LOZAN BARIŞ ANTLAŞMASININ 100. YILINA ARMAĞAN

48 TÜRKİYE CUMHURİYETİ’NİN VE LOZAN’IN 100. YILINA ARMAĞAN İsmet Paşa, 13 Kasım 1922’deki basın toplantısında çerçeveyi şöyle çizdi: “Dünya Savaşı sonunda Türkiye’ye barış teklif edilmedi, her taraftan saldırıldı. İçeride gerici unsurlar kışkırtıldı. Padişah milliyetçilere cephe aldı. Türk topraklarının büyük kısmı yakılıp yıkıldı. 20’den fazla Türk şehri tahrip edildi.” İşte İsmet Paşa böyle haksızlıklara maruz kalmış bir ülkenin haklarını savunacaktı. Konferansta İsmet Paşa rahat bir ortamda mı çalışacaktı? Pek değil.

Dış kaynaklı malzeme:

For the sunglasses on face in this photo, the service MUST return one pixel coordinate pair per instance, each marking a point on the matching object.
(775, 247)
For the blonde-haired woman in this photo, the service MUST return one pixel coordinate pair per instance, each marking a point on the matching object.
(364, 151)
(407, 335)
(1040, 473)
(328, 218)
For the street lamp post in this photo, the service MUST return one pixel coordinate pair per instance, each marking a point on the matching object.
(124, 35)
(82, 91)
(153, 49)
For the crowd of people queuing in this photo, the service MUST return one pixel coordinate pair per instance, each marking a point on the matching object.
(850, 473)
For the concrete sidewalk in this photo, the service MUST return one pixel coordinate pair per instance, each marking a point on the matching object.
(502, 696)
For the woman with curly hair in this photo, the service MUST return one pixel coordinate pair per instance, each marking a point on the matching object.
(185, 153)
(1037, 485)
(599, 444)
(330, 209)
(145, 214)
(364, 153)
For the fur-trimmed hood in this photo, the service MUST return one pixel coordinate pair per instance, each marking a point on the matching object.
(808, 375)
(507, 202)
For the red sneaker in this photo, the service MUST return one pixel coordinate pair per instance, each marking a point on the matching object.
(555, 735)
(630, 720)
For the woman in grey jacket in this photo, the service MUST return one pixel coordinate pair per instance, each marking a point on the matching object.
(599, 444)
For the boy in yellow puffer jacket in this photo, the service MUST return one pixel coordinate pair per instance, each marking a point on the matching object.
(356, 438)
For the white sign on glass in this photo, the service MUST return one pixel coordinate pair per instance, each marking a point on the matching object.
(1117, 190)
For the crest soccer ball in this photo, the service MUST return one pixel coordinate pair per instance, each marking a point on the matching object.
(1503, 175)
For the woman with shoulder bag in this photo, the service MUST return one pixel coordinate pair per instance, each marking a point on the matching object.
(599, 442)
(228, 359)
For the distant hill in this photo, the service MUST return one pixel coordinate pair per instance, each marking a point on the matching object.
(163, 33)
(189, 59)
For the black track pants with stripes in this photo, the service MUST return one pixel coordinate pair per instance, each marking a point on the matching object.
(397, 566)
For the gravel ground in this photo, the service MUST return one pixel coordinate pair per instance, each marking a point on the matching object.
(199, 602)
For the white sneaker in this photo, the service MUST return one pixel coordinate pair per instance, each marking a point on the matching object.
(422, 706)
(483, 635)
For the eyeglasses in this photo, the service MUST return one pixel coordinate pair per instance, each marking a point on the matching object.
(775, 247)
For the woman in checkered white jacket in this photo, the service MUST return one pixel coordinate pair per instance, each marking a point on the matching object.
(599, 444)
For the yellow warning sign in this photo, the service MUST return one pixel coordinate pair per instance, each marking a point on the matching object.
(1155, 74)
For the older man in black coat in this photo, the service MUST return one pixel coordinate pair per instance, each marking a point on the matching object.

Başta Türk Hükümeti olmak üzere bazı yabancı kaynaklardan İsmet Paşa’ya karşı bir suikast düzenlenebileceği yolunda bilgiler geliyordu. 13 Ocak 1923 tarihinde Atatürk doğrudan doğruya İsmet Paşa’ya bir mesaj göndererek İsviçre’de bulunan Çerkez Ethem’in Lozan’a gelerek delege heyetimize suikast düzenlenmesinin Genelkurmayca muhtemel görüldüğünü bildirdi. Bu iddiaların ciddiye alınması gerekiyordu. Zira Lozan’daki Rus Heyeti Başkanı ve ülkesinin Roma Büyükelçisi Vorovski 10 Mayıs 1923’te otelinin restoranında yemek yerken vurularak öldürülmüş ve delegasyonunun iki üyesi de ağır yaralanmıştı. Lozan Konferansı Komisyonlar halinde toplanıyordu. Birinci Komisyonda siyasi konular ele alınacaktı. Önce sınırlar konusu görüşüldü. Mudanya’da halledilen bazı konular İngilizler tarafından yeniden gündeme getirildi. İsmet Paşa Edirne’yle birlikte Karaağaç’ın da Türklere bırakılması konusunda Mudanya’da varılan mutabakatı hatırlattı. Lord Curzon bundan habersiz göründü. Karaağaç’ın Türklere verilemeyeceğini söyledi ve konferansın son aşamalarına kadar Karaağaç Türklerle bir pazarlık unsuru olarak yürütüldü. İsmet Paşa Batı Trakya’da plebisit yapılmasını önerdi. Bu bölgenin nüfusunun çoğunluğu Türklerden oluşuyordu ve topraklarının çoğu da Türklere aitti. Lord Curzon ve diğer İtilaf devletleri temsilcileri buna da itiraz ettiler. Türkiye’nin Batı sınırı Meriç olacaktı ama sınır Meriç’in neresinden geçecekti. Türkiye dünyadaki diğer örneklerde olduğu gibi nehrin ortasından geçmesini istiyordu. Buna da itiraz ettiler. Onlara göre sınır Meriç’in sol sahilinde geçmeli yani nehirden yararlanma hakkı Yunanlıların olmalıydı. Bu konu da konferansın sonuna kadar tartışılmaya devam eti.